Kalk ayağa Ahmed’im! haber var Peygamberden!
Öyle haber ki duyan, geçmeli elbet serden:
“Fetheden İstanbul’u; ne güzel kumandandır!”
İstanbul fethi bize; müjde değil, fermandır!
Bin dörtyüz elli üç değil; bu fetihte son durak.
Sarıl ulvî gâyeye, kalmasın yerde bayrak!
Aşk ve imânla yürüt; irfândan gemileri!
Aşıp etten surları; nur doldur gönülleri.
Yepyeni bir top döktür; kitap olsun güllesi;
Cehalet düşmanındır; kökten kopsun kellesi!

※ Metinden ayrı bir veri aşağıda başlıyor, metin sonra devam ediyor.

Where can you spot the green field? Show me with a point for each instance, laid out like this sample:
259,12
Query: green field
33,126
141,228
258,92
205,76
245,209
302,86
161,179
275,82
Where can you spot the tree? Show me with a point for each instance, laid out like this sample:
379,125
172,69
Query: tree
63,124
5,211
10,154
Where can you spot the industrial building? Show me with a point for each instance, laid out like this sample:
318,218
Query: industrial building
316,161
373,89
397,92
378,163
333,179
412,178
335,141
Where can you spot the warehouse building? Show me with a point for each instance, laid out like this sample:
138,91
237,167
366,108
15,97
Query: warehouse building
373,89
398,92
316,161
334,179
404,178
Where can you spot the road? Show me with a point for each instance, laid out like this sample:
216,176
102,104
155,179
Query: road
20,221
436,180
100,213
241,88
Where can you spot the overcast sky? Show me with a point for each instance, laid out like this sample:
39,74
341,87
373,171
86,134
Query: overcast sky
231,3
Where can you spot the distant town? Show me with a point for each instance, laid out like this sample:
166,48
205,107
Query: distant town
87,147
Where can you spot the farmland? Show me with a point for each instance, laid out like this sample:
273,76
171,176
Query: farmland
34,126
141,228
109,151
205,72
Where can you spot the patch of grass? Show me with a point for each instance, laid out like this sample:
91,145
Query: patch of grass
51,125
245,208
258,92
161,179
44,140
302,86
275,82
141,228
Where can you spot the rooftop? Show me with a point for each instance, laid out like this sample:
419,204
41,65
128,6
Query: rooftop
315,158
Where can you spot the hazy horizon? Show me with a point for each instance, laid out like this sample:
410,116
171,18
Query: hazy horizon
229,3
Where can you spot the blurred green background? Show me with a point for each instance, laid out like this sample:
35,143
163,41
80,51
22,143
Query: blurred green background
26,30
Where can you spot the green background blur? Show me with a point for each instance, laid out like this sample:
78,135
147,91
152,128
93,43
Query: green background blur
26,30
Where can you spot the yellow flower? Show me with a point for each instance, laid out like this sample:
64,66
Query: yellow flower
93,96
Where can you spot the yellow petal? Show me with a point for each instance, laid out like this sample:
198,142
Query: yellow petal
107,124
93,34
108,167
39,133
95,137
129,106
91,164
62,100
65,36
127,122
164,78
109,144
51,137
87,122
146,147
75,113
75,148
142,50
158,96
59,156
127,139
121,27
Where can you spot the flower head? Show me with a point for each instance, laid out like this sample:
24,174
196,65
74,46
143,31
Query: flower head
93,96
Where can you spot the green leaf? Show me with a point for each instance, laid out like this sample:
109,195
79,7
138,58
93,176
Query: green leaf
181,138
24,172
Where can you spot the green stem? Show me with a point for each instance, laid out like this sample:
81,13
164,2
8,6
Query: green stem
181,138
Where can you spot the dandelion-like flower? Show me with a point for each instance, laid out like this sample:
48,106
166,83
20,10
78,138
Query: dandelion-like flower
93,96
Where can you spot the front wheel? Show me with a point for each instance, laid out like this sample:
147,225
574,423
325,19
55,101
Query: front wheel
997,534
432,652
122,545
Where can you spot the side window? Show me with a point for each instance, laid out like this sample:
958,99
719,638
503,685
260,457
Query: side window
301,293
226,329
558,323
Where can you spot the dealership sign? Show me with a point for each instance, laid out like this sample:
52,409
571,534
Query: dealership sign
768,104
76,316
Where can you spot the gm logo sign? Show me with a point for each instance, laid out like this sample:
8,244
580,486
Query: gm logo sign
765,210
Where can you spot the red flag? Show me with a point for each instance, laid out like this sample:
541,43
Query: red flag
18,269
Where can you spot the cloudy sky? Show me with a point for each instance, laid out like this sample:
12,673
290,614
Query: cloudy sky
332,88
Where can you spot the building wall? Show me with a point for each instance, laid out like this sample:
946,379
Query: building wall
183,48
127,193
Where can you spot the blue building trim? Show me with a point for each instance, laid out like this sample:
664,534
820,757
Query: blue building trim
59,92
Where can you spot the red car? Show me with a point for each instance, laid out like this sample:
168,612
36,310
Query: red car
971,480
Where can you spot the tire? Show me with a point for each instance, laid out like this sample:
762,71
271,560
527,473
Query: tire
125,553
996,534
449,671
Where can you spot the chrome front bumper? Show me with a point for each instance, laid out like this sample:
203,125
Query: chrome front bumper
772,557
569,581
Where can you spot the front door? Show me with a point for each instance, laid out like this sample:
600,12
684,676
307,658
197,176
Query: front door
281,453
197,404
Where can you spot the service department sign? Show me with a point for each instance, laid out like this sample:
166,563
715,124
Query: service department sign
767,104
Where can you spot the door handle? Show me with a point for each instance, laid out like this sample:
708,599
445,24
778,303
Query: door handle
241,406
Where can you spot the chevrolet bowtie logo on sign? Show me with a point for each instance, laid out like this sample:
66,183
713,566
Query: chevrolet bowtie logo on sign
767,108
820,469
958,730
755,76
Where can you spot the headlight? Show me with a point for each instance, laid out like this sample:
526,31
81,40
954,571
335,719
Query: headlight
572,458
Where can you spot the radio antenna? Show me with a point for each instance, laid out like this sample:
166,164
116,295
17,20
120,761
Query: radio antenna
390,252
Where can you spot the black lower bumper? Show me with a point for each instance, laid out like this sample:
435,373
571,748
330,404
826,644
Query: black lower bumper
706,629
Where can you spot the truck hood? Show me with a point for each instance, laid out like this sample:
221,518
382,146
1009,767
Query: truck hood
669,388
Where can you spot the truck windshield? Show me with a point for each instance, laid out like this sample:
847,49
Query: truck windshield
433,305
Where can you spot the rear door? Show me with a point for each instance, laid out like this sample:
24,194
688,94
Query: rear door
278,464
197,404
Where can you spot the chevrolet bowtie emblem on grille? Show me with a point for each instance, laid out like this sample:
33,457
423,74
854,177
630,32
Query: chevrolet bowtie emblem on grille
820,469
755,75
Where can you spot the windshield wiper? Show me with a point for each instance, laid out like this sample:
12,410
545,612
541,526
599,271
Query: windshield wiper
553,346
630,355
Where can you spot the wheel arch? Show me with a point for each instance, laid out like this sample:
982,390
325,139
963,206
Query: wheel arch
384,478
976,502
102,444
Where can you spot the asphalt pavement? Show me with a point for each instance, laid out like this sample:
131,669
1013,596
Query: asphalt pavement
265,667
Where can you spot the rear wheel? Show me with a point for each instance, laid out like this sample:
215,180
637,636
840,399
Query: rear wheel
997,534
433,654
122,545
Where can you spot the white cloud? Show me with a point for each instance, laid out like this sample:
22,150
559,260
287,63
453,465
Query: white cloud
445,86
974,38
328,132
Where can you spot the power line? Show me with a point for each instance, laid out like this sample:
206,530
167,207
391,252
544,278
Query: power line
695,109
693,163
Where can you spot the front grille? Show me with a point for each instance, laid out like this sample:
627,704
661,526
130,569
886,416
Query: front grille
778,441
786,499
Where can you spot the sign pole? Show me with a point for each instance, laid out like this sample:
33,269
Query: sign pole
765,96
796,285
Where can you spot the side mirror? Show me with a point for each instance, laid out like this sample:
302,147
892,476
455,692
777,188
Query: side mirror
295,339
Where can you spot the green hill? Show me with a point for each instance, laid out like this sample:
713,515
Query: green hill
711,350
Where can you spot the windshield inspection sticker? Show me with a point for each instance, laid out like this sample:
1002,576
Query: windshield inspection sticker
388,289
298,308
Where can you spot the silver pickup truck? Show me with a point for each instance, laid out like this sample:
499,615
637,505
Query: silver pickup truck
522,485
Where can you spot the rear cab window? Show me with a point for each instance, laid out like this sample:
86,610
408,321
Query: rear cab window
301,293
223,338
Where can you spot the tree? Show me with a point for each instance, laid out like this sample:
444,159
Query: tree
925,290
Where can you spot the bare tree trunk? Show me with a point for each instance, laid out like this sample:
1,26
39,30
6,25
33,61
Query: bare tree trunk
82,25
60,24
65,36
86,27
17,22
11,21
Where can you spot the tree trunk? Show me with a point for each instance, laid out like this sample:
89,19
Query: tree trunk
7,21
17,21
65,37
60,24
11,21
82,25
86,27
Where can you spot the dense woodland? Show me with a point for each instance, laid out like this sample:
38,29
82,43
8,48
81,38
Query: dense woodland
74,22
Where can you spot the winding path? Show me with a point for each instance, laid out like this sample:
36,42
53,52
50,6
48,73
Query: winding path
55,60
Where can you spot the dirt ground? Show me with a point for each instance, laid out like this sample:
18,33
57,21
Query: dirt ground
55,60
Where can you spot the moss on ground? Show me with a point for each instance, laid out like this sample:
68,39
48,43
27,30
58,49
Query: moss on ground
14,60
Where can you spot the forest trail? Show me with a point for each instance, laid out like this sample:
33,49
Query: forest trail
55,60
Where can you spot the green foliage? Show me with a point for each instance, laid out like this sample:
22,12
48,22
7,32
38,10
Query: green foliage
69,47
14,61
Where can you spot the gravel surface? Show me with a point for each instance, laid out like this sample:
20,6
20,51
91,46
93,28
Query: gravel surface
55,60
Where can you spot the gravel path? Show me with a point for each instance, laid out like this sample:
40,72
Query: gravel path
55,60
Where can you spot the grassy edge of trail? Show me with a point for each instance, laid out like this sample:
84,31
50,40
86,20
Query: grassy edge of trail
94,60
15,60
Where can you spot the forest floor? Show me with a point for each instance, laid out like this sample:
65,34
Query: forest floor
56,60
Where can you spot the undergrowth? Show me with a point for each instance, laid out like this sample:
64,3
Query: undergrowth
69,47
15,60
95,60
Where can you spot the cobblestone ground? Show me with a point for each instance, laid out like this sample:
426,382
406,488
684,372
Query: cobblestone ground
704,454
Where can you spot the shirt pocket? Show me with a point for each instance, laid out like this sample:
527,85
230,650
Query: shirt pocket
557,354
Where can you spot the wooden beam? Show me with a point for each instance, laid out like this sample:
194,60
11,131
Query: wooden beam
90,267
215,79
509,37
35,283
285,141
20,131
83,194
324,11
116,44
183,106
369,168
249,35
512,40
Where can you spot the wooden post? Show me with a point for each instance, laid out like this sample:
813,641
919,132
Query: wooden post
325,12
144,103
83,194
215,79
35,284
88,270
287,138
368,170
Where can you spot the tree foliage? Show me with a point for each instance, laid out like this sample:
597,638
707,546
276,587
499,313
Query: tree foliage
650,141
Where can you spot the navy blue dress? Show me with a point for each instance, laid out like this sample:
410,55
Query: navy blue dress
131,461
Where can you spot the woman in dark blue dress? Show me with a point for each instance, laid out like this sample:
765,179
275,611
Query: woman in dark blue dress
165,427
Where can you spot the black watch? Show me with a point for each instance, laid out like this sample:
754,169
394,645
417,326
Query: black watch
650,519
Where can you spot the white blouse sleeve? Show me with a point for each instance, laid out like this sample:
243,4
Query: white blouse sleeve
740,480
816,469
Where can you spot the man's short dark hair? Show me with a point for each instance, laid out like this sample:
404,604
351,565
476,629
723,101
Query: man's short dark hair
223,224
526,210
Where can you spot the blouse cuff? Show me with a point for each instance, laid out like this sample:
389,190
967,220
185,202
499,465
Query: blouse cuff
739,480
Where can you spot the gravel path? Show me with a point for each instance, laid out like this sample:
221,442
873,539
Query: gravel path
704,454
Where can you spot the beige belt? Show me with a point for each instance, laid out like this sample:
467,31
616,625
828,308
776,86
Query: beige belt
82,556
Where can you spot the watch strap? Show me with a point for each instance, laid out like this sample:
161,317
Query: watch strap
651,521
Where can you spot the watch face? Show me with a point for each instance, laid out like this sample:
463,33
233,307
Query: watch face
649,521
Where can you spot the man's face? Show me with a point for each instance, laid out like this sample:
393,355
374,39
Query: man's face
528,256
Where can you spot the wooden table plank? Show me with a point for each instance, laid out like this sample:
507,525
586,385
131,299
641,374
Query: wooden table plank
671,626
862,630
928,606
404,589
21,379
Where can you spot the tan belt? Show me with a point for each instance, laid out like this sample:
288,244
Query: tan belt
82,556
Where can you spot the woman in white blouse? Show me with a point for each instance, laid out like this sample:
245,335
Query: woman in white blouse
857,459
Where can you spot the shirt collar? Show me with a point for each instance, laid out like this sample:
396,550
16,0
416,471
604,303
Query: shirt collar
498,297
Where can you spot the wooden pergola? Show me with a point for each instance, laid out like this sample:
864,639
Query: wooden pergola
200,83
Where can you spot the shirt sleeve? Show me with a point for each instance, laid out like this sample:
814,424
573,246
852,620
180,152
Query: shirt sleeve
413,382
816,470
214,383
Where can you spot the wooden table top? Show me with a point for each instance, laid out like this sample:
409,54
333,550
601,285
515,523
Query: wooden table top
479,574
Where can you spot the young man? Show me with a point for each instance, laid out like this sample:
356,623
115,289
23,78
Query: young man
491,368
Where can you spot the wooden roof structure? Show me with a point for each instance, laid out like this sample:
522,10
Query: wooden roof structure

Dua olsun silahın! kalemden olsun okun!
Siper et seccadeyi; taşa imanla dokun.
Serden geçen askerin; korkuyla olmaz işi.
Kılıçtan daha keskin güzel ahlaklı kişi.
Sen fetihe koşarsan, beyaz atlı süvari;
Mihmandâr olur sana, Ebâ Eyüb Ensari!
İman dolu sîneler aşacak seddi elbet!
Ulubatlı Hasan’lar bulur Fâtih’i elbet!
Her sabah ezanıyla; davetle dolar feza!
Bitmedi; bitmeyecek, İstanbul adlı gazâ!
Dünya bir vatan olsa; başşehri İstanbul’dur
Şehirler çıksa harbe, bayraktar İstanbul’dur!
Bu fetih başka fetih; solmaz, tükenmez ülkü!
Çağırır hepimizi; Çerkez’i Laz’ı Türkü…
Gazâmız bitmeyecek; kıyamet kopana dek!
Yıldık zannetmesinler; şehadet tadana dek!
Alalım İstanbul’u; yeniden ve yeniden!
Bizans’ı devirelim; yeniden ve yeniden!
Siper eyle göğsünü; aşkla yaz İstanbul’u.
Alsın seni İstanbul; ya sen al İstanbul’u.